Perhaps you've omitted some important context here, or you're using an extremely restricted definition of "works"? The interesting and hard question with software is not "did it compile" but rather "did it meet the never-clearly-articulated needs of the user"...
I would agree that it is a primary goal of software engineering to move as much as possible into the category of automatic verification, but we're a long, long way from 99%.
I think that antirez is technically correct in that there is a vast amount of code that will not compile compared to the amount of code that will compile. So saying '99%' sort of makes sense.
But that doesn't capture the fact that of the code that compiles there is a vast amount of code that doesn't do what we want to happen at runtime compared to the code that does do what we want to happen.
And after that there is a vast amount of code that doesn't do what we want to happen 100% of the time at runtime compared to the code that only most of the times does what we want to happen at runtime.
The interesting thought experiment that came to me when thinking about this was that I would be more likely to trust LLM code in C# or Rust than I would be to trust LLM code in assembly or Ruby.

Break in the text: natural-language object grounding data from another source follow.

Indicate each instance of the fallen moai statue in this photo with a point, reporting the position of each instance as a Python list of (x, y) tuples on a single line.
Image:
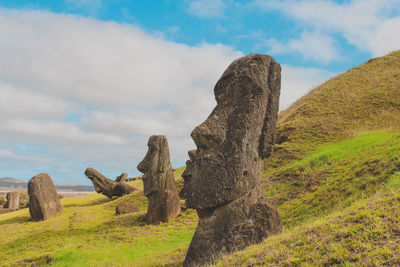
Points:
[(43, 198), (12, 200), (107, 186), (222, 180), (158, 182), (123, 178)]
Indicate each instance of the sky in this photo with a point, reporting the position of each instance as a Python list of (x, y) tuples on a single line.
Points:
[(87, 82)]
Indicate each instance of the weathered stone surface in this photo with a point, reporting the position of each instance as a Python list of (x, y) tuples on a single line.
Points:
[(123, 178), (223, 176), (12, 200), (43, 198), (23, 200), (126, 207), (107, 186), (158, 182)]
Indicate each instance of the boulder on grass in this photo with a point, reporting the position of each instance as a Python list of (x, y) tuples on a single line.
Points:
[(44, 202), (12, 200)]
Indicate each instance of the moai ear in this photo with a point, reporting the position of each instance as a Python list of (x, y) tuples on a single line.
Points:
[(268, 133), (163, 156)]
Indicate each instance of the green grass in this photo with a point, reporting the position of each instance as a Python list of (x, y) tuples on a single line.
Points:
[(88, 233), (333, 176), (366, 233)]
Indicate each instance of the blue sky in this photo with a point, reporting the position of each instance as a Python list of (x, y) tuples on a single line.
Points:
[(85, 83)]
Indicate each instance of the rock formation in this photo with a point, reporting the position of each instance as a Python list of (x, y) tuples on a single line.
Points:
[(126, 207), (223, 176), (43, 198), (107, 186), (158, 182), (12, 200), (123, 178)]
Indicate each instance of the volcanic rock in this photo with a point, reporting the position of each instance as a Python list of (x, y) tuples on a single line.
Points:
[(158, 182), (12, 200), (107, 186), (223, 177), (43, 198), (123, 178)]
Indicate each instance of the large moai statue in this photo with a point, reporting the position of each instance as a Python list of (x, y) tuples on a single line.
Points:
[(12, 200), (158, 182), (43, 198), (108, 187), (223, 176)]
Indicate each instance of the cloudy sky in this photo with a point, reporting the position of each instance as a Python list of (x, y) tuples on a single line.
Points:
[(86, 82)]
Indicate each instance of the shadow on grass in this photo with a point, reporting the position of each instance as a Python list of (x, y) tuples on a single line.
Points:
[(92, 203), (17, 219)]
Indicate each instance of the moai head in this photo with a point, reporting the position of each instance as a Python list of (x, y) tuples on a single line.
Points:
[(155, 162), (237, 135)]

Which makes me wonder ... can LLMs write working Idris or ATS code?
I've seen people put untested AI hallucinations under review, with non existant function names, passing CI just because it was under debug defines.
I've seen some refer to non existant APIs while discussing migration to a new library major version. "Sure that's easy, we should just replace this function with this new one".
Imagine all those more subtle bugs that are harder to spot.